Le sur-emploi de « mais » dans la deuxième période nous a encore permis, par affinage progressif, de mettre en valeur un autre acte de concession, contenu cette fois à hauteur du terme qui occupe la place initiale dans la construction certes (bien sûr,...)... mais. En nous appuyant sur les travaux d’Oswald Ducrot et de Jean-Claude Anscombre, tenants de modèles formels à même de rendre compte de la cohérence discursive depuis la langue comme détentrice d’une composante argumentative, il nous a été ainsi possible d’admettre le caractère “libéral” de Lyon-Libération dans son discours éditorial de la seconde période. Ailleurs, et toujours sur leurs brisées, nous avons été en mesure de montrer que l’usage des deux adverbes d’énonciation « décidément » et « finalement » (surreprésentés respectivement dans les deuxième et troisième périodes) entraîne une construction divergente des acteurs Charles Millon et Michel Noir, seule se dégageant du premier une capacité à agir.
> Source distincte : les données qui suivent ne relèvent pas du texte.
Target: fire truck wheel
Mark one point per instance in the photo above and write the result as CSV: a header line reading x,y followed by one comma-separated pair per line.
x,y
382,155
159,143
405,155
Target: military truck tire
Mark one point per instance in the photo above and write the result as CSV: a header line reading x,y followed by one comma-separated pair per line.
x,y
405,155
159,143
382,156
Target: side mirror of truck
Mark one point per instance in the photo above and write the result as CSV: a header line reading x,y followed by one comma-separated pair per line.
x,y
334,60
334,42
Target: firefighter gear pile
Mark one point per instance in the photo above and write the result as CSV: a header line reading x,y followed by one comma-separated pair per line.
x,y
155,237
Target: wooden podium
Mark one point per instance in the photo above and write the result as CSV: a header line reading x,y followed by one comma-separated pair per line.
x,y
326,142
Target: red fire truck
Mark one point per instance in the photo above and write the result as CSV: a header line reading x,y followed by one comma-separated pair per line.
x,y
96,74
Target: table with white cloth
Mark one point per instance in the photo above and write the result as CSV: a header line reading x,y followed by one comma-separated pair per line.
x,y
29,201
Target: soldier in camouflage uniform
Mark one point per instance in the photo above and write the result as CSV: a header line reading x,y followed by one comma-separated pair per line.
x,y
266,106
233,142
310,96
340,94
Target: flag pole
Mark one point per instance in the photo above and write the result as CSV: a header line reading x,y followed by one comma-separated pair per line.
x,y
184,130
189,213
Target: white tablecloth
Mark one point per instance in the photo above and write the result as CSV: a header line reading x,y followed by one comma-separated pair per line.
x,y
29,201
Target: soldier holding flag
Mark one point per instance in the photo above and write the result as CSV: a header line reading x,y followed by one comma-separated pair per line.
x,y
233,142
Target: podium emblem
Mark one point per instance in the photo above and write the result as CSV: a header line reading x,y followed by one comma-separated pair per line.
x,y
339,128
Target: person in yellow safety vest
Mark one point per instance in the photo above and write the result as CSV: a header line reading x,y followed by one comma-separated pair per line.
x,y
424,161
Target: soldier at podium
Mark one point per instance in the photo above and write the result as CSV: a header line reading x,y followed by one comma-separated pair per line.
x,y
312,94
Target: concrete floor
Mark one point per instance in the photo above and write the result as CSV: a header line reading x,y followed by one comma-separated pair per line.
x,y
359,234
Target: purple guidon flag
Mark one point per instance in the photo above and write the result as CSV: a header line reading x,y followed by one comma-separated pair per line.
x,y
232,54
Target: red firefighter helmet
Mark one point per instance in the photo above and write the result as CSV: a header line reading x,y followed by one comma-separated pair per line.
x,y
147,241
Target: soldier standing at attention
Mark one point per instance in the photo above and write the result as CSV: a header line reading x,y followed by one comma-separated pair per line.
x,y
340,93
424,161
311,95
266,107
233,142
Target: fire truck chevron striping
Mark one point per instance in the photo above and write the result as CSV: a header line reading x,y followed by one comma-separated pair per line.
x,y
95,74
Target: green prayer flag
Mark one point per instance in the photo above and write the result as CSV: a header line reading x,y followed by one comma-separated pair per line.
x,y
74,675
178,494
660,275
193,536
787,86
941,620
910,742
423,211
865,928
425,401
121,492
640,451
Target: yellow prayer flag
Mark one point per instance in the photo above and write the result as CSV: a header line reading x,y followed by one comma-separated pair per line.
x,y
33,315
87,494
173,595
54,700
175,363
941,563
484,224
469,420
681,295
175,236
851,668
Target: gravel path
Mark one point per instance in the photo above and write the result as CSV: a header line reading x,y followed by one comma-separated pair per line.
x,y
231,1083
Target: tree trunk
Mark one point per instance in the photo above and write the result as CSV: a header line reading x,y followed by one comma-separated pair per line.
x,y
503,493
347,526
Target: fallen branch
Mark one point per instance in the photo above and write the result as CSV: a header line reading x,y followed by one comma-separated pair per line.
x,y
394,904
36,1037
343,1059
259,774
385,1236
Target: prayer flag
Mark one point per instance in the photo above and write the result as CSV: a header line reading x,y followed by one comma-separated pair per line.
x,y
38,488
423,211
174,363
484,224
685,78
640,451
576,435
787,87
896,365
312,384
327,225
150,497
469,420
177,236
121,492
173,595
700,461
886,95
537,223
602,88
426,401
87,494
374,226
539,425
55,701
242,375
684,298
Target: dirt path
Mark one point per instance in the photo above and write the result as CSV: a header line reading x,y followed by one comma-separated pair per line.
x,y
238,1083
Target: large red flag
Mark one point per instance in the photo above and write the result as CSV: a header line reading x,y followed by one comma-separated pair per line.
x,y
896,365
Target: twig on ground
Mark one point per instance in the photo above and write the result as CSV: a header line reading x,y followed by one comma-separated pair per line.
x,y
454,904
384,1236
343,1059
Quant aux termes « car » et « en effet », ce dernier en concurrence avec le premier pour indiquer une justification, leurs contextes les plus récurrents balisent les références au Front national tout au long des consultations électorales, à l’exception des municipales de 1989. En faisant appel à des paramètres quantitatifs, le journal accentue la dimension véridictoire de ce qu’il avance. C’est du reste au même procédé qu’il a recours au lendemain des élections régionales et cantonales de 1992, mais à l’encontre des “grands” partis politiques traditionnels et par le biais d’un raisonnement inspiré de la figure de l’enthymème (or...donc). Ce qui nous aura amené à affirmer au final que nous sommes en présence d’un discours éditorial imprégné par le Front national.

Par-delà ce dernier constat et tous ceux qui l’ont précédé, nous estimerions atteint l’objectif que nous nous étions fixé si cette première partie pouvait aussi avoir été lue à travers le prisme d’une construction de la réalité sociale non plus seulement appréciée à l’aune d’un type de discours, mais aussi d’une écriture approchée littéralement, autrement dit dont le décrytage “endogène” de certaines de ces composantes “stratégiques” participe d’une connaissance élargie des enjeux discursifs qui traversent tout énoncé de presse dès lors qu’il déroule un raisonnement.